高い品質を担保するべく、同社では染めから織り、手作業で行う製品加工に至るまで、高野口の織物工場および国内の自社・提携工場で手がけている。
昭和レトロなデザインで
若い世代にも魅力を発信
二つ目は伝統を重んじつつ、時流を意識した企画力で斬新なデザインの商品を手がけていること。昨今の人気シリーズが、犬猫柄の「EjPetit」。ペットブームなどを受け、「『うちの子の商品が欲しい』といったお声から、犬・猫の種類のラインナップも拡大中です」と言う。
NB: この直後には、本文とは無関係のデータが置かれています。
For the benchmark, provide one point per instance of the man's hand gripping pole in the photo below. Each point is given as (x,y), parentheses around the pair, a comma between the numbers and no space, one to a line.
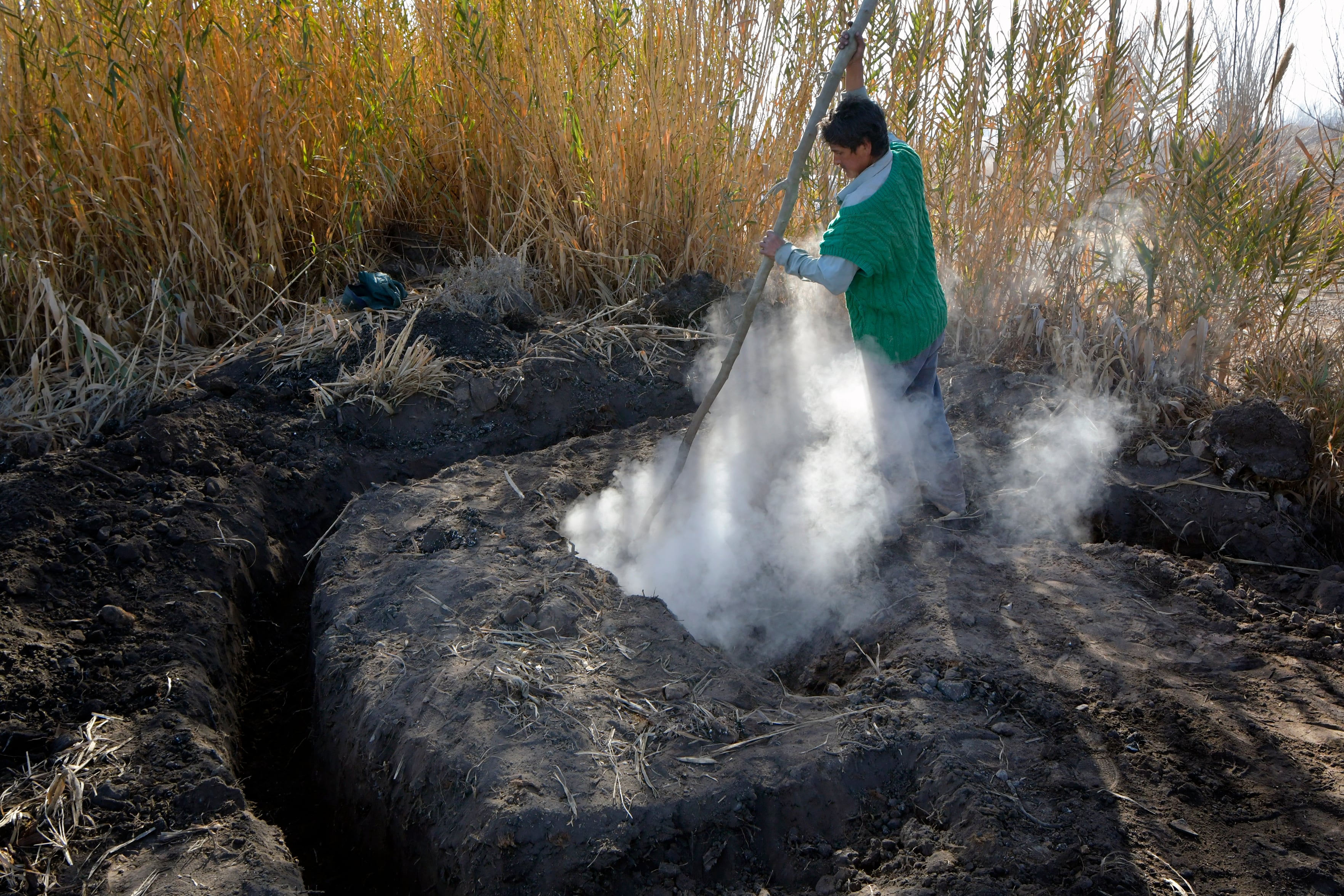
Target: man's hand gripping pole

23年には、若い世代にもシェニール織のよさを知ってほしいと、日本の「Kawaii」文化の原型をつくったというクリエーター・内藤ルネの作品をモチーフにした商品も新発売。若い世代の昭和レトロブームもあって、ファン層を拡大している。
●シーエスワールド株式会社 事業内容/シェニール織製品企画販売を中心に婦人雑貨品卸売販売・小売り、従業員数/17人、所在地/東京都豊島区南池袋2‐14‐12 3階、電話/03‐5960‐4455、URL/csworld.co.jp/web
三つ目が積極的な販路の開拓だ。リアル店舗では百貨店の他、街中の洋服店、犬猫柄の人気を受け、ペットショップにも拡大。「オーナーズグッズ(飼い主のための商品)は売れない」という業界の定説を覆し、取扱店舗も増加。ネット販売も自社サイトの他に各種大手モールで広く展開している。
着実に成長を遂げる同社だが、日本のシェニール織文化の継承をミッションに「100年企業を目指す」と言う髙橋氏は、「持続的な成長を維持していくには、売り方や販売先など、常に変わっていく姿勢が大事。そのためにはこれからの時代を担う若い人材を引き入れることが喫緊の課題です」と明かす。
伝統技法に敬意を払いつつ、業界の常識にこだわらない革新的なチャレンジを続ける同社。今後の展開にも期待したい。